To illustrate this point, your next task is to figure out how to divide the 9663 "iy" segments according to word position: specifically, final-syllable or non-final-syllable. This is tricky, because the phone and word segments are listed in separate tables that are connected only by their time spans; and syllable segmentation is not available, so either you need to impose it, or rely on some hack like "is this the last vowel segment in a word" (which itself is not all that easy to calculate).

To make it even harder, think about running a parser on the sentences involved -- say spacy -- and integrating the resulting information (parts of speech, boundaries of various phrase types as well s words, etc.) into the process.

Then contemplate (or actually figure out) what would be involved in adding information about phrasal position, part-of-speech, stress, speaker age, etc.
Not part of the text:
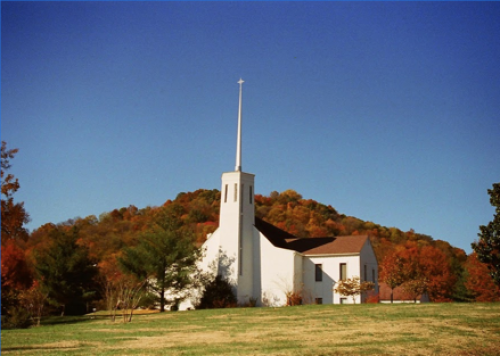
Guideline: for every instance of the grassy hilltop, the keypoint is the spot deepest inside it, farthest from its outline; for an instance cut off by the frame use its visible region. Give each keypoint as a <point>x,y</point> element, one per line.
<point>368,329</point>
Relevant additional information can be found in doc/spkrinfor.tbl, doc/spkrsent.tbl, doc/tiitdic.tbl.

Task 3

Now re-do tasks 1 and 2 starting from the files in the (Praat) TextGrid directory (and without using any results from those earlier tasks).

Have fun, perhaps by imaging what tortures await the inventors of the TextGrid format in the afterlife...

Task 4

What sort of data model and data management system would make tasks like these easy? Optionally, take a look at EMU-SDMS and think about what would be involved in using it for such things.